Bugün Çin, Rusya ve ABD’nin tam etkili olamadığı Afrika’nın birçok ülkesinde en etkili ülkenin Türkiye olması tesadüf değildir. 44 Afrika ülkesinde Büyükelçiliği bulunan Türkiye’nin bu ülkelerle imzalanmış birçok anlaşmaları ve yatırımları bulunmaktadır. Türkiye, küresel güçler gibi bu ülkeleri sömürmek için değil, sömürülmekten kurtulmaları, tam bağımsız olmaları, eski sömürgelerine aidat öder gibi gelirlerinin belirli kısmılarını ödememeleri, bu parayı halklarının refahı, ülkelerinin kalkınması için harcamaları için yanlarındadır ve yanlarında olmaya devam etmektedir.

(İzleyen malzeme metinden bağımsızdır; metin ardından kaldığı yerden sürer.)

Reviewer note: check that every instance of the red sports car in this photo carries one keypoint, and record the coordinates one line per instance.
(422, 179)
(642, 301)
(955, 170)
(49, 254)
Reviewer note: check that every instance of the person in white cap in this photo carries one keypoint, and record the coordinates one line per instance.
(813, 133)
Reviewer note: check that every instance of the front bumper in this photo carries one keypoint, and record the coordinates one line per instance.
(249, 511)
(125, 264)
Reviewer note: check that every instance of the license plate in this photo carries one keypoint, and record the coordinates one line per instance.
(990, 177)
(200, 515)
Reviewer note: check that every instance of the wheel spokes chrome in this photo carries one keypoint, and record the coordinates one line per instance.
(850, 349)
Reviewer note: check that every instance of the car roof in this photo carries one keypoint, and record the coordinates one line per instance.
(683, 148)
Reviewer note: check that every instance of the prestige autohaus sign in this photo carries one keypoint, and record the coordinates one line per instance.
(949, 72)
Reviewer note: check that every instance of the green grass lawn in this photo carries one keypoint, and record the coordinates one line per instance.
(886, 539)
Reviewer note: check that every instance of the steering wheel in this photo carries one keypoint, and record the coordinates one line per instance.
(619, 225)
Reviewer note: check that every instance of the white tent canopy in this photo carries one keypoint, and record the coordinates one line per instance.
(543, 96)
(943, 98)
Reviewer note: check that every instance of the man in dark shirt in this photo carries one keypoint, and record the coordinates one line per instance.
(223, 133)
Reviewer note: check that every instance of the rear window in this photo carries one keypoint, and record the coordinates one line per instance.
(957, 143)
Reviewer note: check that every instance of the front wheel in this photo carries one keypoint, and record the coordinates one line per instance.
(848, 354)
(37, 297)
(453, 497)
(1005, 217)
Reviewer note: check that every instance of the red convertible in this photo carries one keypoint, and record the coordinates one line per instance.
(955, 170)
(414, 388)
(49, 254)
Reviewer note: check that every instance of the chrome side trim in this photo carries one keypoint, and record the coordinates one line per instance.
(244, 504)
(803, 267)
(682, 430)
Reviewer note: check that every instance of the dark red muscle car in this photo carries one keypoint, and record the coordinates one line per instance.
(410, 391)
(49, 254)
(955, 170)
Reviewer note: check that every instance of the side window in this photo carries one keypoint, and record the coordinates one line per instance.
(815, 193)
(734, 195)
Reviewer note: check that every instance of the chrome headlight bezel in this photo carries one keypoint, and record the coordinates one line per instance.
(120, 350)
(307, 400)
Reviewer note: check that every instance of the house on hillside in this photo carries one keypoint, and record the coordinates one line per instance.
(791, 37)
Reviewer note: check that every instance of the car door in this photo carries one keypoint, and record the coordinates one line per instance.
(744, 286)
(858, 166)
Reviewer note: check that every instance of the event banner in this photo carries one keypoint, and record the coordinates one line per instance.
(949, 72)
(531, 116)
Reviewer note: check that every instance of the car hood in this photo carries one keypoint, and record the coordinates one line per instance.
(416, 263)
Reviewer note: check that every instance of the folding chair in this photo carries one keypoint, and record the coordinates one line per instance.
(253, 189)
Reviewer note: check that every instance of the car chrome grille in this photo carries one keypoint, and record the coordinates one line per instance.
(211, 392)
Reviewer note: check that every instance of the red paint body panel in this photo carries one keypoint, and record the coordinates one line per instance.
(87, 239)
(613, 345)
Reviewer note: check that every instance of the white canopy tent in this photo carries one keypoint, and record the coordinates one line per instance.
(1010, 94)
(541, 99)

Diğer taraftan Türkiye, ekonomik sorunlarına rağmen insani yardım sağlamaya hiçbir karşılık beklemeden devam etmektedir. İngiltere merkezli "Development Initiatives" kuruluşu tarafından hazırlanan Küresel İnsani Yardım 2022 Raporu'na göre, ABD, 9 milyar 768 milyon dolar insani yardım sağlayarak, miktar bazında listenin başında, Türkiye ise ikinci sırada yer almıştır. Ancak Türkiye, 5 milyar 587 milyon dolarla gayrisafi milli hasılasına oranla en çok insani yardım sağlayan ülke olmuştur. Bu yardımlara ülkemizde ki sığınmacılara yapılan yardımlar dahil edilmemiştir.
DÜNYA BARIŞINA KATKI
Türkiye, barış ve istikrarın korunması için Kıbrıs başta olmak üzere Suriye, Somali, Katar, Lübnan, Arnavutluk, Libya, Bosna-Hersek, Kosova, Irak, Azerbaycan gibi ülkelerde asker bulundurmaya devam etmektedir. Dünya barışına en çok katkı sağlayan ülkelerin başında gelmektedir Türkiye.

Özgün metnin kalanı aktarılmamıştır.